Gitaly hooks symlinks may be deleted after 10 days of uptime when 'noatime' is set on /tmp, preventing all tasks executed by hooks from running
Summary
Update: See Will's comment for what is actually happening. noatime
on /tmp
, or long periods of inactivity, result in Git hook symlinks getting deleted. Amazon Linux has noatime
on /tmp
by default. The current workarounds to prevent this would be to remove noatime
, modify the service which deletes /tmp
files, or touch
the file periodically. You may override the tmpfiles.d
service behavior as a simple workaround to avoid this issue on most distros. See the original description below.
Sometimes, in a GitLab self-managed instance (seen so far in two cases that I know of, both on 14.8.2), the post-receive hooks aren't being fired off by Gitaly across the entire instance, causing a lot of weird issues.
I learned about this when working with a customer on a support ticket (internal), including an extended call. Additionally, @wchandler was able to reproduce it briefly.
Potential workaround
Restarting Gitaly may be enough to work around the issue for now:
sudo gitlab-ctl restart gitaly
Steps to reproduce
Right now, we aren't sure how to reproduce this.
What is the current bug behavior?
Post-receive hooks don't fire. As a result, many other parts of GitLab stop working:
-
Pushes from a terminal don't provide a link to create a merge request.
-
Activity is not logged (such as in the Project information -> Activity page).
-
Cached repository information is stale.
This results in at least a couple weird behaviors when in a new branch created while this bug is observed:
-
Clicking a file gives inactive Edit and Web IDE buttons, with a popover which states that You can only edit files when you are on a branch.
-
Merge requests have the following message next to the inactive Merge button:
The source branch `new_branch` does not exist. Please restore it or use a different branch.

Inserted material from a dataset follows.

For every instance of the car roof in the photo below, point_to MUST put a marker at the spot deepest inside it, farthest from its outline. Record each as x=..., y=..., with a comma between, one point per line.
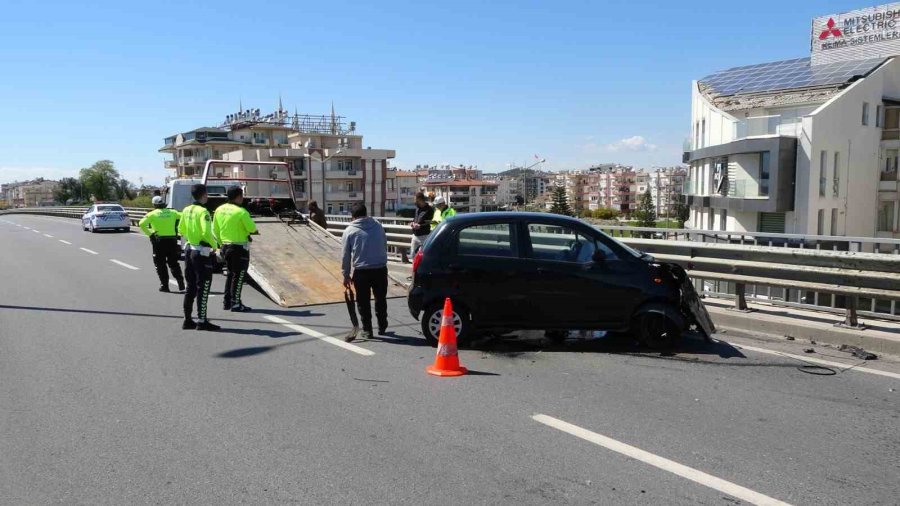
x=493, y=216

These may be fixed by running
sudo gitlab-rake cache:clear
. -
-
GitLab CI/CD pipelines are not triggered.
-
Webhooks/integrations are not triggered.
What is the expected correct behavior?
Post-receive hooks should fire. Gitaly logs should have entries that look like the following (on a single node instance):
{
"content_length_bytes": 217,
"correlation_id": "01FY7GRMGVMNN260XZB5NY3TPP",
"duration_ms": 51,
"level": "info",
"method": "POST",
"msg": "Finished HTTP request",
"status": 200,
"time": "2022-03-15T19:27:04.348Z",
"url": "http://unix/api/v4/internal/post_receive"
}
Then, the rest of the GitLab functionality triggered by the built-in post-receive hooks should work.
Relevant logs and/or screenshots
Right now, the most sure sign of this happening in the logs seems to be the absence of calls to the post_receive
API endpoint.
Output of checks
Results of GitLab environment info
Expand for output related to GitLab environment info
(For installations with omnibus-gitlab package run and paste the output of: `sudo gitlab-rake gitlab:env:info`) (For installations from source run and paste the output of: `sudo -u git -H bundle exec rake gitlab:env:info RAILS_ENV=production`)
Results of GitLab application Check
I will ask the customer to run the commands to fill out the information below, but their instance was a single node on 14.8.2, and not doing anything unusual.
Expand for output related to the GitLab application check
(For installations with omnibus-gitlab package run and paste the output of:
sudo gitlab-rake gitlab:check SANITIZE=true
)(For installations from source run and paste the output of:
sudo -u git -H bundle exec rake gitlab:check RAILS_ENV=production SANITIZE=true
)(we will only investigate if the tests are passing)
Possible fixes
I've yet to track down how/where this could be happening.